As far as the politics of gay rights, it's different from women's rights and african american rights. Women and african american rights are about voting, employment, schooling, segregation, etc. They did not have the same rights and were fighting for equal rights.
But gay people have always had the exact same rights as every other person regarding marriage. Everyone can marry someone within certain parameters. Those parameters are:
1. not already married
2. not underage
3. not of the same gender
4. not a different species
5. not too closely related
Those rights are the same across the board and no one has been deprived of those rights.
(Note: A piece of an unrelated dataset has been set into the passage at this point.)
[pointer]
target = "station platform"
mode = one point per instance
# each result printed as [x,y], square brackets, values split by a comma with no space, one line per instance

But what gay rights are fighting for are the right to marry who you are attracted to. Well, that's never been an outright right for anyone without meeting certain conditions. There are always boundaries to marriage. Gay rights sought to change the boundaries, the definition of marriage. To change the parameters of marriage. I'm no history teacher but women and AA's didn't redefine terms to gain equal rights. They were just granted the same rights that existed for others. But gay people have had the same rights and parameters that everyone else had, as I outlined above. Gay rights sought to change those boundaries or parameters. To me, that's the fundamental difference between women/AA rights and gay rights.
With the argument being "I should be able to marry whoever I'm attracted to" that forced an erosion of the same-sex boundary, which necessarily lends itself to the erosion of the other boundaries. The reason and logic and argument against "why shouldn't I be able to have multiple husbands/wives then?" erodes with it, as well as "who cares if they are underage, if we are both attracted and want it, what's the problem?" There are cascading moral repercussions to the way things have gone.
I'm speaking clinically here, not emotionally. I understand there are gut-wrenching emotions behind this, but this is a quick intellectual/clinical response.